Data Sciences Institute and Dalla Lana School of Public Health, University of Toronto, Policy Lab – “Data Science Tools and Adoption for Health and Beyond” (photo: Harry Choi Photography)

During the workshop, three researchers-in-residence presented key findings from several recent case studies; some of which included analyzing the use of AI to maintain and update a large public health registry, determining machine learning’s accuracy in identifying non-melanoma skin cancers, and measuring the effectiveness of AI to categorize exposures when investigating cases of food born illnesses. 

“These were examples of successful applications of AI or machine learning in the public health sector space. We saw that in all three there were commonalities,” says researcher-in-residence Steven Habbous, lead methodologist, strategic analytics, Ontario Health. “AI enabled the completion of work that was inefficient for us to do. It does improve the speed and ability to implement effective interventions, and ultimately makes better use of the data we have. It wasn’t about acquiring new data, the data was already there, but leveraging it for our needs — that’s where it shines.”
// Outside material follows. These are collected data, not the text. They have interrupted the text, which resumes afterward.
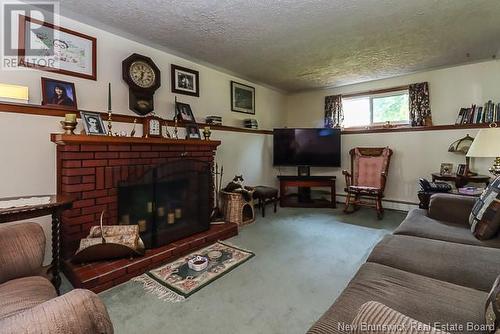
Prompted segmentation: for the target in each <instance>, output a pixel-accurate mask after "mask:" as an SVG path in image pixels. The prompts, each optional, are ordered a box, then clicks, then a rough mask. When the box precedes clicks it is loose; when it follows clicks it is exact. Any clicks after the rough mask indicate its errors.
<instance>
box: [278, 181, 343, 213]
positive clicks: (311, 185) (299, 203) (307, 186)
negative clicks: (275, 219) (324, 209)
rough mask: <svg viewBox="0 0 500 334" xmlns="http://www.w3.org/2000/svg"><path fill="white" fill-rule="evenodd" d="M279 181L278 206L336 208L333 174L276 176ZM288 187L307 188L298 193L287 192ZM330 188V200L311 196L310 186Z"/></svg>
mask: <svg viewBox="0 0 500 334" xmlns="http://www.w3.org/2000/svg"><path fill="white" fill-rule="evenodd" d="M278 179H279V181H280V206H281V207H298V208H336V207H337V201H336V197H337V194H336V192H335V180H336V177H335V176H281V175H280V176H278ZM288 187H297V188H299V189H304V188H306V189H309V191H306V192H305V191H303V190H302V191H300V190H299V193H291V194H287V188H288ZM315 187H324V188H330V200H327V199H314V198H312V197H311V192H310V189H311V188H315Z"/></svg>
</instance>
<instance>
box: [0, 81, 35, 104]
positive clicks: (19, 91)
mask: <svg viewBox="0 0 500 334" xmlns="http://www.w3.org/2000/svg"><path fill="white" fill-rule="evenodd" d="M0 99H2V100H23V101H28V87H24V86H16V85H7V84H2V83H0Z"/></svg>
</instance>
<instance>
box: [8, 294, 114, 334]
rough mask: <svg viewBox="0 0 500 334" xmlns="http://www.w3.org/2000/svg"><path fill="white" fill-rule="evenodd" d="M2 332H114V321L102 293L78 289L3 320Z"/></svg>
mask: <svg viewBox="0 0 500 334" xmlns="http://www.w3.org/2000/svg"><path fill="white" fill-rule="evenodd" d="M0 328H2V333H6V334H7V333H9V334H10V333H16V334H17V333H26V334H27V333H41V334H50V333H72V334H86V333H95V334H112V333H113V325H112V324H111V320H110V319H109V315H108V311H107V310H106V307H105V306H104V304H103V303H102V301H101V300H100V299H99V297H98V296H97V295H96V294H95V293H93V292H91V291H89V290H82V289H76V290H72V291H71V292H68V293H67V294H65V295H62V296H59V297H57V298H54V299H51V300H49V301H47V302H45V303H42V304H40V305H37V306H35V307H33V308H31V309H29V310H26V311H24V312H21V313H17V314H15V315H13V316H10V317H7V318H4V319H1V320H0Z"/></svg>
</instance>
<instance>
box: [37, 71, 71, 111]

There were several collaborative activities throughout the day, where attendees engaged in rigorous discussions on topics such as how to build data science functionality in public sector organizations, and education and capacity building. The event also featured a presentation that detailed important items for organizations to consider as part of a data science toolkit, including the importance of securing dedicated funding and resources, recruitment and upskilling staff, and change management. A common theme throughout was the need for a strong buy-in from leadership and an organizational structure that supports the integration and use of AI and machine learning.   

“How do you create a culture of evidence and data? It starts with leadership, that’s incredibly important, and then you focus on people, process and tools,” said Hillmer. “That’s what this fellowship is all about. You can now go off and be the proselytizers of data science in organizations. It doesn’t have to be a grand initiative, it just needs to be you being creative. Whatever form it takes, just get started with that first step and build that culture.”